I put the little clipping back in the folder. I put the folder back in the Rubbermaid tub. “Kerouac was a nobody then,” I said. I rested my head on the back of the seat, closed my eyes and chewed the head off another marshmallow peep. “We were all nobodies then,” I said.

***

Eric was thoughtful enough to carry the tub inside for me. But he wouldn’t stay for dinner no matter how many times I asked him. He was anxious to get to Borders, to play chess with his worthless friends. “Go on,” I said, “leave an old woman all alone on a Saturday night.”

I laughed along with him. I wished he’d realized I wasn’t joking.

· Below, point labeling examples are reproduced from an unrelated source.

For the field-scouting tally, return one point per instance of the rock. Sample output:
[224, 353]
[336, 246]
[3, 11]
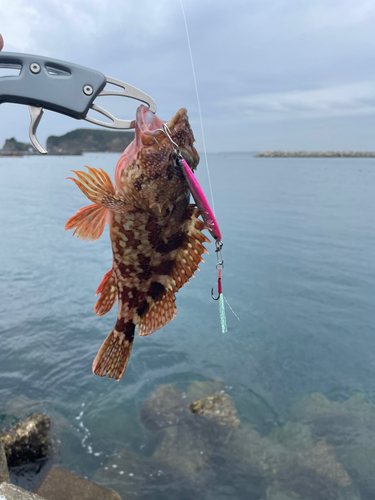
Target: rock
[59, 484]
[275, 493]
[11, 492]
[307, 485]
[4, 473]
[294, 436]
[27, 441]
[360, 463]
[164, 407]
[267, 457]
[183, 450]
[201, 389]
[219, 407]
[322, 459]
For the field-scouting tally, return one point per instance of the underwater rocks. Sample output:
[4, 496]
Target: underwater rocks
[27, 441]
[59, 484]
[11, 492]
[219, 407]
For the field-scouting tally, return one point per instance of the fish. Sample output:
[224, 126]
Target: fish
[156, 234]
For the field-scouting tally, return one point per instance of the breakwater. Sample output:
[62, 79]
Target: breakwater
[315, 154]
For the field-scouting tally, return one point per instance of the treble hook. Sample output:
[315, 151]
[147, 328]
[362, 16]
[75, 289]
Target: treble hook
[219, 290]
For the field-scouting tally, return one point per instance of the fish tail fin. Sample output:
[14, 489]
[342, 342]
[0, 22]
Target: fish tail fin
[113, 356]
[89, 222]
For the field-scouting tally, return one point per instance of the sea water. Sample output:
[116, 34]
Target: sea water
[299, 240]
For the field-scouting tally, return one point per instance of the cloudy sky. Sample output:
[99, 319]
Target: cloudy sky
[271, 74]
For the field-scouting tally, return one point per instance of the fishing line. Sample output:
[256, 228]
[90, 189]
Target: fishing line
[199, 105]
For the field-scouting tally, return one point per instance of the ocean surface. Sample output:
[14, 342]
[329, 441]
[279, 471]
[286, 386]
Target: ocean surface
[299, 248]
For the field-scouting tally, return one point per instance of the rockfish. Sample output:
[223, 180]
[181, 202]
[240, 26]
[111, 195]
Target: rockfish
[155, 233]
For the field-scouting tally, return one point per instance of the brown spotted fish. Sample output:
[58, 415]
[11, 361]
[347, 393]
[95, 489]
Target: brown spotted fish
[155, 233]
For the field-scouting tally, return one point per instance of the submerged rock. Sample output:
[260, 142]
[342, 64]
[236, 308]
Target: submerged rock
[317, 405]
[136, 477]
[11, 492]
[322, 459]
[201, 389]
[219, 407]
[274, 492]
[164, 407]
[59, 484]
[269, 458]
[4, 473]
[27, 441]
[294, 436]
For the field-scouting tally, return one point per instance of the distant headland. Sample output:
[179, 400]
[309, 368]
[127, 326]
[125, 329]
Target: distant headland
[76, 142]
[314, 154]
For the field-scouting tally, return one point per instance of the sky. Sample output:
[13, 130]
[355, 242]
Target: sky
[270, 74]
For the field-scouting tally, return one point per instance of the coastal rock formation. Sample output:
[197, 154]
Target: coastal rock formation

I watched him back out of my driveway. I watched his truck disappear up my street. I’d lived by myself in that house for forty years, but I couldn’t remember ever feeling more alone than I did that afternoon. Not even James’ silly face could cheer me. I put on my old gardening clothes. It was only four o’clock. I could spend a couple hours in my flower beds before the sun went down. But I made it no farther than the glider on my back porch. I pulled my legs up to my chin. I wrapped my arms around my shins. I rocked myself like a baby in a cradle. I watched the squirrels. I watched the rabbits. I watched the sparrows hop about on my trumpet vines. I watched the daylight fade. I wiped my nose and my eyes on my sweatshirt and went inside.

I dumped a can of tomato soup into a saucepan and put the burner on low. I pulled out my plastic cutting board and assembled my favorite sandwich-two thick pieces of Texas toast, two pieces of provolone cheese, a layer of thinly sliced tomato, a sprinkling of oregano. I sprayed my big iron griddle with Pam. I grilled my sandwich until the provolone was gooey, until the sad scent of oregano filled every inch of my little house. I clicked on the living room TV. I watched the news and then an old Lawrence Welk rerun on PBS. I put on my pajamas and moved my exciting night of television viewing to my bedroom.

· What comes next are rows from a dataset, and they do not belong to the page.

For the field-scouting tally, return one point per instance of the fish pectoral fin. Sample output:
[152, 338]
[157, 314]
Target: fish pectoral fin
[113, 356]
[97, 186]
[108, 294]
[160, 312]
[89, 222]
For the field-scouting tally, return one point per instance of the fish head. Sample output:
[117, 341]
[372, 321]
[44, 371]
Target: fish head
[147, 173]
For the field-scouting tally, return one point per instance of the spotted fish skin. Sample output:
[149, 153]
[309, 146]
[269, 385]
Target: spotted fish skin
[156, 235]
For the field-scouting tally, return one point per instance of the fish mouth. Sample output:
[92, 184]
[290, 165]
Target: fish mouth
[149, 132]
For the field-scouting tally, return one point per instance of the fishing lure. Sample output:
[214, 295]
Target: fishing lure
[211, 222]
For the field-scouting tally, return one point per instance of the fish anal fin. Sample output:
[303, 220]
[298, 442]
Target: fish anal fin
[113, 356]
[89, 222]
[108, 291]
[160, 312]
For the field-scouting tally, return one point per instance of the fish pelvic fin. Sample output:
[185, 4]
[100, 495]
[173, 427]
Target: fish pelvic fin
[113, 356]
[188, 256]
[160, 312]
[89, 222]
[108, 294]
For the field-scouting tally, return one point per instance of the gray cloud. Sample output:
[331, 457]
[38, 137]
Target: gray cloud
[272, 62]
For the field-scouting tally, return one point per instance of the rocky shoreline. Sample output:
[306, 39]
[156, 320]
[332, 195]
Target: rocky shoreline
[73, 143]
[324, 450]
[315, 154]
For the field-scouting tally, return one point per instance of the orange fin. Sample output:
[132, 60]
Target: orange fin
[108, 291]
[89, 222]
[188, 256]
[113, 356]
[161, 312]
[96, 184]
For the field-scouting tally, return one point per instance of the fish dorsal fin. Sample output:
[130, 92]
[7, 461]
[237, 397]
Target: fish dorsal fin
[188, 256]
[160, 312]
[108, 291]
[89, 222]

Luckily for my mental health there was nothing worth a damn on television that Saturday night. The more I clicked my remote, the angrier I got-at the cable company, at the culture that produced such drivel, at God and the wicked world he created, finally at myself. “Get a grip, Dolly!” I heard myself growl.

I rarely call myself by my real first name like that. So when I do, I know I’d better obey.

I got out of bed and made a mug of Darjeeling tea. I gathered up my portable phone, my address book, some stationery, and a big flat book to write on. I crawled back into bed. I had work to do.

First I called Eric. It was only ten o’clock but he was already home. Knowing Eric, I did not have to ask if he was alone. “I’ve got another person for you to find,” I said. I waited for him to find something to write on. I waited for him to find something to write with. “Her name is Penelope Yarrow. Y.A.R.R.O.W. She’s an old girlfriend of Gordon’s apparently. From the sixties.”

Next I called Andrew J. Holloway III. I expected to get his answering machine, but he, too, was home, and from the silence on the other end, apparently just as alone as Eric and me. I got right to my question: “Exactly how long could a little slip of paper survive in a dump? Before rotting away or whatever paper does?”

“That depends on a lot of things,” he said. “Was it buried? Was it exposed to the air? To moisture? Was it sealed in something? If so, in what?”

“So theoretically, a piece of paper could survive for fifty years or more out there?”

“Under the right conditions-sure.”

I got down to the nitty-gritty. “Did Professor Sweet ever tell his students to be on the lookout for a restaurant receipt? Bags or wrappers with the word Mopey’s on it?”

“Uh-no.”

I put a chuckle in my voice. “Just the Betsy Wetsy dolls, old soda pop bottles and cocoa cans?”

He put a chuckle in his, too. “That’s right.”